After some careful consideration, I decided to switch web hosts last night. It took a number of hours for the DNS settings to propagate, during which time I played around with the Wikipedia account I created last August but forgot about and got a few hours of troubled sleep.
When I woke up and transferred my WordPress database to the new MySQL server, I was surprised at how simple it was. Then I happened to look at my recent post on 7-Zip, which includes a couple of words of Danish. The heavily accented "Værktøjer" appeared as "V?rkt?jer," suggesting that there was a problem with the character encoding. I immediately assumed that my backup of the database - which I had previously changed to UTF-8 to prevent problems like this - had somehow converted to a more narrow character set, like ISO-8859-1 or (horror upon horrors) ASCII. This initially seemed correct, as the MySQL database containing my WordPress information was set to a ISO-88591-1 collation (which I assumed determines sorting orders in MySQL). After I changed this and re-imported my data, however, there was no change.
Through the magic of Google, I found a thread on the WebmasterWorld forums which suggested I needed to change the default character set of the tables. Since changing the collation had changed the tables' character set automatically, it seemed like it should be working. After some poking around, I realized that "Værktøjer" and other accented words displayed fine in phpMyAdmin, a tool to manage MySQL databases. This suggested to me that something might be wrong with WordPress.
This recalled to me a thread on the WordPress support forums that I had been looking at earlier. In response to another WordPress user's problems with Unicode characters not showing up correctly, "Incubus" wrote:
"If you experience weird problems, like some UTF-8 characters (the Unicode character č and a few others in my case) seemingly being changed to garbage by mysql_query, you may need to do something like this before your actual query:mysql_query("SET NAMES 'utf8'", $conn);
?>"So is this being done by Wordpress? I think not because there are plenty of posts about the same issue. Any developer comments..?

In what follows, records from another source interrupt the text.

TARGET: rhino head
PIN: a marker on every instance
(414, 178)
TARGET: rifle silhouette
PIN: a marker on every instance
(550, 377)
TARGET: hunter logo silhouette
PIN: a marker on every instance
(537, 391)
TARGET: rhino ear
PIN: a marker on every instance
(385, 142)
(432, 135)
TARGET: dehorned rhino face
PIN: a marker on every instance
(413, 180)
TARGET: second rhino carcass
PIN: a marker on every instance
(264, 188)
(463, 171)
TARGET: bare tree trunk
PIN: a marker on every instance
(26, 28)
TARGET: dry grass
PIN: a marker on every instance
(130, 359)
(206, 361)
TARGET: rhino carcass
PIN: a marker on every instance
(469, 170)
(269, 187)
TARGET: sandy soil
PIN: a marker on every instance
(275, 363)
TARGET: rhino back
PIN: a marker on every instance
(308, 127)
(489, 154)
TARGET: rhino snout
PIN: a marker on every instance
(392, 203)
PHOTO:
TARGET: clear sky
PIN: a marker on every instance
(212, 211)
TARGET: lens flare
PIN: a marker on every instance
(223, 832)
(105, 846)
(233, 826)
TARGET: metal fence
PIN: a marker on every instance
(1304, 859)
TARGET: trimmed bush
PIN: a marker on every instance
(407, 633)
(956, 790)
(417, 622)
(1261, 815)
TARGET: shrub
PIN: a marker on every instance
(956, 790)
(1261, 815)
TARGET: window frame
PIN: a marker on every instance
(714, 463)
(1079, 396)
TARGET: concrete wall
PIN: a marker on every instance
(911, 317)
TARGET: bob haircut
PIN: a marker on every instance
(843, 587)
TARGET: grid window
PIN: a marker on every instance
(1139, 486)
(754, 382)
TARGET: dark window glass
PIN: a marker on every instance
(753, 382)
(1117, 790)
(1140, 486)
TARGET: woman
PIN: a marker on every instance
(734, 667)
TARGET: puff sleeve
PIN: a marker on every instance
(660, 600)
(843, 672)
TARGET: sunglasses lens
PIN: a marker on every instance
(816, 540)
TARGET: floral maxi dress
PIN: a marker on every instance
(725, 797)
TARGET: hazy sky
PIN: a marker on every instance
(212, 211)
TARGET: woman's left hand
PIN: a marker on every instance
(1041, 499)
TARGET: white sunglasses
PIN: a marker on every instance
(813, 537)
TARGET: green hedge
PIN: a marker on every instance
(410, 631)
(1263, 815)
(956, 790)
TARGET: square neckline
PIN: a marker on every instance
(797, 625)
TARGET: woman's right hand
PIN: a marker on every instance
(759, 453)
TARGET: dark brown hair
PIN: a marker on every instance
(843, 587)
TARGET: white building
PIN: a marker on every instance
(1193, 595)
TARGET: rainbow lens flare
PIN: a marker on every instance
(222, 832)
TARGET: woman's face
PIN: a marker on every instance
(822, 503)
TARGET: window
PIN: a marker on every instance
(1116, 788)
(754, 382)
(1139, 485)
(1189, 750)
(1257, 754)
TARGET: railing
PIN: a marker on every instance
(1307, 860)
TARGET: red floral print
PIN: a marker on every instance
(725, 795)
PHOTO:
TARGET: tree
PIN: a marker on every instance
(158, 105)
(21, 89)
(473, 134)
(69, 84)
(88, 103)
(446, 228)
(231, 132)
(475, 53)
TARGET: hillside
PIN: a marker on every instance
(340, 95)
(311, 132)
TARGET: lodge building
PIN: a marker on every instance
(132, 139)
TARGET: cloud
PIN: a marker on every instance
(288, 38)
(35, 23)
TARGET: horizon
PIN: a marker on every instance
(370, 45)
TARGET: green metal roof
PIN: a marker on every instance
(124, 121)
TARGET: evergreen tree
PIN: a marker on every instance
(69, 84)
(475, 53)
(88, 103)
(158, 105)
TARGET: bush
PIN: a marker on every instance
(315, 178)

Some testing with a short PHP script I whipped up confirmed that sending the MySQL server a "SET NAMES" query would fix my Unicode problems. I did some research into setting the charset at the server (reading pages from the MySQL manual and looking for websites with relevant information; this post about MySQL and Python was particularly helpful), but was unable to make much headway. I resigned myself to patching wp-db.php, the file in WordPress which takes care of database connections. I would file a bug in WordPress about it, but it seems to be a problem with MySQL ignoring its own character set variables. It was annoying how it wasted at least an hour of my time, but those are the breaks, I guess.
# At 4:17 on August 13, 2005, d.f.h wrote:
thx, that's very helpful to me, cause i've got the same problem.
# At 5:37 on October 26, 2005, Chandu wrote:
Thanks alot for the info... I was facing the same problem.... glad to see someone who has solved it already... I will try it today...
# At 9:43 on December 23, 2005, Le-Fay wrote:
Thanks a lot ! I had te same problem, and it did the trick for me.
# At 1:21 on May 16, 2007, Martey wrote:
This issue is fixed in WordPress 2.2
, assuming you use the wp-config.php that comes with that version, which defines a 'DB_CHARSET' value that wp-db.php uses to run a SET NAMES query.
# At 4:44 on September 14, 2007, Christophe wrote:
I found this post on the subject of UTF8 and version of WordPress below 2.2 to be useful:
http://jonkenpon.com/2007/02/20/making-your-wordpress-database-portable-because-it-probably-isnt-right-now/
# At 1:43 on August 2, 2008, Kathie M. Thomas wrote:
How annoying. All of my sites have recently been shifted from one server to another and I've now got this problem with some of my blogs but not all of them. I don't know that I'm conversant enough to make edits to things but will be passing this info on to my web guy in the hope that he can sort it out for me too.